I’m very pleased to co-host this Judicial Conference with the Pacific Islands Forum Fisheries Agency on a subject which I trust will be valuable to the work we do in terms of – Current and Emerging Technologies.
Ocean and our Fisheries Resources have always played a central role for our Pacific Islands people – in our culture, our food security and our economic development – as underlined by our Leaders.
However, we recognise that Illegal Fishing continues to be a major challenge in our region and threatens these core aspects.  So it is important to emphasise the following two fundamental points at the outset of our meeting:
First, given the central role it plays in our way of life, the protection of our fisheries resources is central to our Pacific Islands people. Whether you’re in the judiciary or working in fisheries we each have a part to play in ensuring that our fisheries resources are safeguarded.
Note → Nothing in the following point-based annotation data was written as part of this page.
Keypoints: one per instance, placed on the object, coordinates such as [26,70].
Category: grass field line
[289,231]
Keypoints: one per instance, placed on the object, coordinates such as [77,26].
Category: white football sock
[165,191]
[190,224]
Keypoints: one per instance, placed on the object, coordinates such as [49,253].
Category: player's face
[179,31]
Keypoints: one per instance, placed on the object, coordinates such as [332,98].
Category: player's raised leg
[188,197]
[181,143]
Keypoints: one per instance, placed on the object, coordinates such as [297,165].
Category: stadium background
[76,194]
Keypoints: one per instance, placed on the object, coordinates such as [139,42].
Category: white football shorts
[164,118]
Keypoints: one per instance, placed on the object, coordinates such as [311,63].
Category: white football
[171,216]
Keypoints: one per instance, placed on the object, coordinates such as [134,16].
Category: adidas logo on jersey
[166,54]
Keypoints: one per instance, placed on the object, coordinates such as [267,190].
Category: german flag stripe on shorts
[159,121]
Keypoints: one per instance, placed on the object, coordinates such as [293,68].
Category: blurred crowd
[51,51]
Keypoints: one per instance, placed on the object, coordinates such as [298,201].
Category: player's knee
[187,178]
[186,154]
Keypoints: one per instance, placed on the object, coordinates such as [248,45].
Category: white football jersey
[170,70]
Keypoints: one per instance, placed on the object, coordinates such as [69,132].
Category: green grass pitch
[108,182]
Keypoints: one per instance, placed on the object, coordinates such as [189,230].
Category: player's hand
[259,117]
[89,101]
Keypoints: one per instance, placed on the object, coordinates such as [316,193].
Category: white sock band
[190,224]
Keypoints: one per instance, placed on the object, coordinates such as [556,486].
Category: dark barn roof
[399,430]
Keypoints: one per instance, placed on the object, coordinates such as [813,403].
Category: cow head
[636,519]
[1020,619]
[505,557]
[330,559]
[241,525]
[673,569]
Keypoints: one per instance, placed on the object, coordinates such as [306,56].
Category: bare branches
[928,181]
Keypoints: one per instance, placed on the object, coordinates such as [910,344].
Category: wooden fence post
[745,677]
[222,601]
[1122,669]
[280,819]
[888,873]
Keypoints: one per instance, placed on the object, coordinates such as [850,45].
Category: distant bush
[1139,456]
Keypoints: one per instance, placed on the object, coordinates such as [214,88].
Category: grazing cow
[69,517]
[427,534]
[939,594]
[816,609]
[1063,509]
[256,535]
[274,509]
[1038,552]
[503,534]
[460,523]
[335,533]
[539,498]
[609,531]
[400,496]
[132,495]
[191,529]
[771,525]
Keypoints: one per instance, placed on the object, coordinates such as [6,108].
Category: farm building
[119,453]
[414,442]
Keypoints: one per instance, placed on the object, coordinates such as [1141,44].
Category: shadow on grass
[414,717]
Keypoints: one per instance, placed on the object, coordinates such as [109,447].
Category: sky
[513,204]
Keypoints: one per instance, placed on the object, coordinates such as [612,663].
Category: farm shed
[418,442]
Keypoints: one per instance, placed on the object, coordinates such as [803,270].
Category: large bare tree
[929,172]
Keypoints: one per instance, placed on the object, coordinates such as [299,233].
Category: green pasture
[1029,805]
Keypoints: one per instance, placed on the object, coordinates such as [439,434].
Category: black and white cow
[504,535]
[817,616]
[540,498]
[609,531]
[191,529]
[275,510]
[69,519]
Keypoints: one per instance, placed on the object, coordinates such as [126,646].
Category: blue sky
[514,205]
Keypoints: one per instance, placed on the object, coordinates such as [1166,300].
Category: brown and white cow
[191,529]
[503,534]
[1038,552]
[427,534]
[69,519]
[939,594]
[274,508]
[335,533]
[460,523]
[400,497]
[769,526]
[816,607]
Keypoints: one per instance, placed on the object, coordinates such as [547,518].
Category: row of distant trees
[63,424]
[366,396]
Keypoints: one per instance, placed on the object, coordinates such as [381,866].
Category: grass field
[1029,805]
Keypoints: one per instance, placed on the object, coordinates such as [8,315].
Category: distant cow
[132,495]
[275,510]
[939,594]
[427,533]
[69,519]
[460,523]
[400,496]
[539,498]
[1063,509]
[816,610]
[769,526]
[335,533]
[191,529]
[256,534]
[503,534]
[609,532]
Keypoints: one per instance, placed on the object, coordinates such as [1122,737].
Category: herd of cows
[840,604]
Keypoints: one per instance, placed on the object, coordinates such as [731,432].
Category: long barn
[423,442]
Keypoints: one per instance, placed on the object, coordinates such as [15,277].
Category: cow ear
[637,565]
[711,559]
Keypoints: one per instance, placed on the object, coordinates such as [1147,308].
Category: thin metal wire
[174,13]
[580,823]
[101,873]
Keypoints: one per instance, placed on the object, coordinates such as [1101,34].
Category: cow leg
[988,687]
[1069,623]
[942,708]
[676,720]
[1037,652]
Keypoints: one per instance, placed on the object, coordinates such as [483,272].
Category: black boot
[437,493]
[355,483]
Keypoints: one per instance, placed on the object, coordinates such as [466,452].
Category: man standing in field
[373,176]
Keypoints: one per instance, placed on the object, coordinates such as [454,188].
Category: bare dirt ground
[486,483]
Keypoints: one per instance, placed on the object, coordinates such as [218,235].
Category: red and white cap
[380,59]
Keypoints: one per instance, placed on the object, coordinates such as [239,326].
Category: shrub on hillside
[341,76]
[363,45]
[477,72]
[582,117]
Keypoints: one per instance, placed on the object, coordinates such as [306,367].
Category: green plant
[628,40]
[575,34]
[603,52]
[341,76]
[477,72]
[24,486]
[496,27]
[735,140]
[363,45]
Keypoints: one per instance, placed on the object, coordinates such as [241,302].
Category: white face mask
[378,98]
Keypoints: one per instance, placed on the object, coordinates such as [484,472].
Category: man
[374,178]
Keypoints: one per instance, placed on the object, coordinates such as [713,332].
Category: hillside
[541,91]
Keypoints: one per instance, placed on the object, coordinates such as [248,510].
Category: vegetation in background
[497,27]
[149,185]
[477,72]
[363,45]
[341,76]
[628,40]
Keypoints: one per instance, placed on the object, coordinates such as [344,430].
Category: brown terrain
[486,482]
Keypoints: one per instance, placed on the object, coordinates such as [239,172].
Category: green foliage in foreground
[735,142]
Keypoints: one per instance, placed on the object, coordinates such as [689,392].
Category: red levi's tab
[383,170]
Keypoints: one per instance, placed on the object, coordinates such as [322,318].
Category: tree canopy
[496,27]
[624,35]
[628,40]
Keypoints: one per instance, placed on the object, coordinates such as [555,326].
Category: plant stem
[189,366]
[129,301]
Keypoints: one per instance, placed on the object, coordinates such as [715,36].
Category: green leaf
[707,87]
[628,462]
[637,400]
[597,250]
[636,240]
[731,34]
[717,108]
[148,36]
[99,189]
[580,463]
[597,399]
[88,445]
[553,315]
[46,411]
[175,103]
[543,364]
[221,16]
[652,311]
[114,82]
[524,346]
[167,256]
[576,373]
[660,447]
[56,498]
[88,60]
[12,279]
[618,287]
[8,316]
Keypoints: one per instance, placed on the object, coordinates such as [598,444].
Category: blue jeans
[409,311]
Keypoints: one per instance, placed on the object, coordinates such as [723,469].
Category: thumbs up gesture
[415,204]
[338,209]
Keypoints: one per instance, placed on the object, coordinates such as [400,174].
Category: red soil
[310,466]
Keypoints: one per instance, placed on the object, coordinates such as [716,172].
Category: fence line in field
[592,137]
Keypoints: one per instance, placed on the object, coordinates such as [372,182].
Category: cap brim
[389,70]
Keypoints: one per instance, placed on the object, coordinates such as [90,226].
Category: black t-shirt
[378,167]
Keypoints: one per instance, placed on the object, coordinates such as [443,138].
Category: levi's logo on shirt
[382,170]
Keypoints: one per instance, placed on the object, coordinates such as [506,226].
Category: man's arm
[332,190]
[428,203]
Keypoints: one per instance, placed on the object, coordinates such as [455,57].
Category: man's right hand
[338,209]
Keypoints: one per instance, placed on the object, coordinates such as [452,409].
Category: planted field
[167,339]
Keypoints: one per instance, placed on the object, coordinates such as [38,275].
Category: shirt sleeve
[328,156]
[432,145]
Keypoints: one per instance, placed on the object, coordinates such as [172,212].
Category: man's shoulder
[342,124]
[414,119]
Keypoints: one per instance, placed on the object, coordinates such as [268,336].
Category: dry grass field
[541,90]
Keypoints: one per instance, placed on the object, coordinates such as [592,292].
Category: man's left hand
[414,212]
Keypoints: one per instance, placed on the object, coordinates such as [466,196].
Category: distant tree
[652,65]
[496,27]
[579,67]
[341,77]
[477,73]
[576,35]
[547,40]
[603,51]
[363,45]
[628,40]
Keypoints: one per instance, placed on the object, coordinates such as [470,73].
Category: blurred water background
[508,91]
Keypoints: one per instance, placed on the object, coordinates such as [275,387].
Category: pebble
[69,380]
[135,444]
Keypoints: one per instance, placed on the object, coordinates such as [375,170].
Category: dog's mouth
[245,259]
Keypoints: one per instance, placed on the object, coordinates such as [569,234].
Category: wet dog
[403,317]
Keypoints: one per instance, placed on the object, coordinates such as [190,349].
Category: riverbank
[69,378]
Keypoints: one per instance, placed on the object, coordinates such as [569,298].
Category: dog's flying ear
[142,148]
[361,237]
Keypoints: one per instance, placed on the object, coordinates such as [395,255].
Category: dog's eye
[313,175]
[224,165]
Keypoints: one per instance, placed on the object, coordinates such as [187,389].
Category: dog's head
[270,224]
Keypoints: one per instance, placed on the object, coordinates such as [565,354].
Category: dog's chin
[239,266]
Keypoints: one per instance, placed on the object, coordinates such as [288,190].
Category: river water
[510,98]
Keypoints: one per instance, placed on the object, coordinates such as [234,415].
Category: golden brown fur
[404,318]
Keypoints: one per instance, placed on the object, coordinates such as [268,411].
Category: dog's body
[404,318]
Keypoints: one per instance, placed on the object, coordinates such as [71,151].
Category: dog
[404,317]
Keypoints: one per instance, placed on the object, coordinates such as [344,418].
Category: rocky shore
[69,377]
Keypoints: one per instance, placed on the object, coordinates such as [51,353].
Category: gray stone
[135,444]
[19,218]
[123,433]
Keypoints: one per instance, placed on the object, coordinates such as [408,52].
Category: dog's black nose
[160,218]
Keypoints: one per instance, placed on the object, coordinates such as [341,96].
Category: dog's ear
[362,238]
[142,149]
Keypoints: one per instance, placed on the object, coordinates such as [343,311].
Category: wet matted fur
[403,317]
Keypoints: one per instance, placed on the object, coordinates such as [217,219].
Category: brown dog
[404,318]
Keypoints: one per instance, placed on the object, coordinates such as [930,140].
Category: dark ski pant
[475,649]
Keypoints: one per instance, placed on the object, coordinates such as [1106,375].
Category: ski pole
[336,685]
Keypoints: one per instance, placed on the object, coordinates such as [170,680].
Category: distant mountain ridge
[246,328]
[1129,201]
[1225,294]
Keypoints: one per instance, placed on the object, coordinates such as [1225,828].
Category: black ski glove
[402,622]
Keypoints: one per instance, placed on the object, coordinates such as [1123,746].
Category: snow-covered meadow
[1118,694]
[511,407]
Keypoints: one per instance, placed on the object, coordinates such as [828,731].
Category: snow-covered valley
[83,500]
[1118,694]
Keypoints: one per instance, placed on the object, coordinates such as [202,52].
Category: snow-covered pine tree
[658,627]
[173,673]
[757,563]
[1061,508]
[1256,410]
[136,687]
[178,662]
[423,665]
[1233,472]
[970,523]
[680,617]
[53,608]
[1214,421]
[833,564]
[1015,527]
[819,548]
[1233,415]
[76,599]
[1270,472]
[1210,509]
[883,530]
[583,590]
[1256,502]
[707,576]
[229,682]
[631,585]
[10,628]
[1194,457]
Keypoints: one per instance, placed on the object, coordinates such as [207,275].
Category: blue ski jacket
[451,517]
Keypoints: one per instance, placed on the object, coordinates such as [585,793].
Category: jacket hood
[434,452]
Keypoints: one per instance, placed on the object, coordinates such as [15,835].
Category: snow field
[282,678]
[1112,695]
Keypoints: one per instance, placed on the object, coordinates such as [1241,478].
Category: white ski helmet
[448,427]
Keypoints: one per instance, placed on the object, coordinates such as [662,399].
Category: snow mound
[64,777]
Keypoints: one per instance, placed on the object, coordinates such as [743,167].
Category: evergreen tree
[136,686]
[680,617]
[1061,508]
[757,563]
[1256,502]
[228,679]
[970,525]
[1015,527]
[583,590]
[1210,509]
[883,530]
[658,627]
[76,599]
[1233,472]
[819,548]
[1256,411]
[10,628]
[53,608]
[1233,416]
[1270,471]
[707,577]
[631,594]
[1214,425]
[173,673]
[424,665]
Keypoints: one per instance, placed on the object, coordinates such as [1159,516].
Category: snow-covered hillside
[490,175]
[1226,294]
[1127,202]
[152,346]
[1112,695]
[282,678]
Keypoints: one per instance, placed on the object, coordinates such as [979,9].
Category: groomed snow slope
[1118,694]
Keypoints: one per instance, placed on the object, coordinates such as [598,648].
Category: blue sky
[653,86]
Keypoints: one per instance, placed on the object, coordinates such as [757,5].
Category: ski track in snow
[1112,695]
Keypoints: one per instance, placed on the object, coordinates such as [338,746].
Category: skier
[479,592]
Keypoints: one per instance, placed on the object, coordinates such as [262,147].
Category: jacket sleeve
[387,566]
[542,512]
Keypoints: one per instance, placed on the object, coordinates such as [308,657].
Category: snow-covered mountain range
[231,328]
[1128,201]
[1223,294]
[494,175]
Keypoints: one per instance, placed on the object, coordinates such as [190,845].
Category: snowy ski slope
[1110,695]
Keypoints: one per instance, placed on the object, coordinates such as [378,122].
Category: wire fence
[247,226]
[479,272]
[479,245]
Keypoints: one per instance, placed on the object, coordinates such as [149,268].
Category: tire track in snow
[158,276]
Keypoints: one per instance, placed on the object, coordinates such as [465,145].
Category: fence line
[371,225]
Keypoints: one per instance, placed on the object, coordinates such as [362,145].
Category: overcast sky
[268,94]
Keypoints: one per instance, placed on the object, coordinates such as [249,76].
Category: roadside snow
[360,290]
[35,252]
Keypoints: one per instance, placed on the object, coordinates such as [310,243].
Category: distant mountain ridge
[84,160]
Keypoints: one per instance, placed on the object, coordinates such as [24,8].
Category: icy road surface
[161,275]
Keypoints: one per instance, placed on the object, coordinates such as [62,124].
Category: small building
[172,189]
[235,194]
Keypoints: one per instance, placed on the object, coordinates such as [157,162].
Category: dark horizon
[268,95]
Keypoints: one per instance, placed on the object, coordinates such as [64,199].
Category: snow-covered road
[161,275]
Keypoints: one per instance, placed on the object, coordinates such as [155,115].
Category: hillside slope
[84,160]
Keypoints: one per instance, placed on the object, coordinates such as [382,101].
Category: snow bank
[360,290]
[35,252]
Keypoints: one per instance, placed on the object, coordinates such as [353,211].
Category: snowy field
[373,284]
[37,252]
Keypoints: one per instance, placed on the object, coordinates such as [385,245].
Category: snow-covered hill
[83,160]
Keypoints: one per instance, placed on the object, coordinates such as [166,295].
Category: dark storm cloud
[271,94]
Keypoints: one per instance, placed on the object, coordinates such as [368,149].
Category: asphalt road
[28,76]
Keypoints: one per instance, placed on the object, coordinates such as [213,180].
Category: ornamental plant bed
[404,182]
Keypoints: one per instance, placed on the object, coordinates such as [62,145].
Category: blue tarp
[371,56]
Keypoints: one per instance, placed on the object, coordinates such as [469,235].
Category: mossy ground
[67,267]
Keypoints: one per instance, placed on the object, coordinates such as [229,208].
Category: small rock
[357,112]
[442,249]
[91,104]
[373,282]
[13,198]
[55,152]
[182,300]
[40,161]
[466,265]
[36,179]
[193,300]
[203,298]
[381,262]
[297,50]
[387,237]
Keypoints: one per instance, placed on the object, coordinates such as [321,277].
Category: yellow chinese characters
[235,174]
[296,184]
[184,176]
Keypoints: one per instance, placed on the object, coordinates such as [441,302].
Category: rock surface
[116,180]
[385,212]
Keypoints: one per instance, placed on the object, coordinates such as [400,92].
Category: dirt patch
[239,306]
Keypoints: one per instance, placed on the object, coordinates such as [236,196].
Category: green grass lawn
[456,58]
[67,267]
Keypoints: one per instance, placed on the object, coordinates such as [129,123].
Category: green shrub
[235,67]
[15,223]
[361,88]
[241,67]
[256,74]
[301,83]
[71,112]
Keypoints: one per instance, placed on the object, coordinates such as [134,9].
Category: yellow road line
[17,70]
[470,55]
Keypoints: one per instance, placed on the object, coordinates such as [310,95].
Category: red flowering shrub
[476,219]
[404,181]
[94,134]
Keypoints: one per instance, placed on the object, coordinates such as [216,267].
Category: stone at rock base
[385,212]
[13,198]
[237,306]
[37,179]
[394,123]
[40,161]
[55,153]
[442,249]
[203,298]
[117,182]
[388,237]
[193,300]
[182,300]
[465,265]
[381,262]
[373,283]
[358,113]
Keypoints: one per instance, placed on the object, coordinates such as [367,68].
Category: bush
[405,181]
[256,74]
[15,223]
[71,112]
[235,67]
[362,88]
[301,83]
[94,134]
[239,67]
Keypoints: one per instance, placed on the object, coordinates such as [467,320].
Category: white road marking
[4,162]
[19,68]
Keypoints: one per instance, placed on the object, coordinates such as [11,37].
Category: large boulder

Secondly, the cordial working relationship and cooperation between our countries continues to be our strength in protecting our resources, particularly given the highly migratory nature of tuna and the vessels that fish for them.  We can all share in the privilege and benefits of cooperation.
Our Courts play a key role in this effort to protect our fisheries resources and uphold the laws that secure and protect this limited resource.  It is necessary that we, the judges are provided with sufficient, admissible evidence that can assist us in our work, so that in appropriate cases, where a conviction has been sustained, adequate penalties can be imposed.
The Judicial Seminar I hope will allows us an opportunity to enhance our knowledge and understanding of the current technologies that are being utilised to assist in protecting our fisheries resources, as well as to be apprised of the new emerging technologies that could be used in evidence before us.  As well, we should be able to learn something about key fishing methods, and the challenges that could be encountered in the collection of crucial evidence.  We can collectively discuss these technologies and share views on the types of challenges that have been experienced in fisheries cases or with electronic evidence, or that is envisaged could arise from such emerging technologies.  We hope that these discussions and deliberations will also greatly assist FFA in determining any further work that may be needed to ensure that electronic evidence is adequately incorporated into laws, collected and presented in admissible form.
I invite you all colleague judges to embrace this unique opportunity to share your experiences and knowledge.  I know this is an easy request to you, given that sharing is integral to our Pacific tradition.
I look forward to fruitful discussions and wish you all God’s Blessings and Guidance for our meeting and a successful seminar.  --ENDS.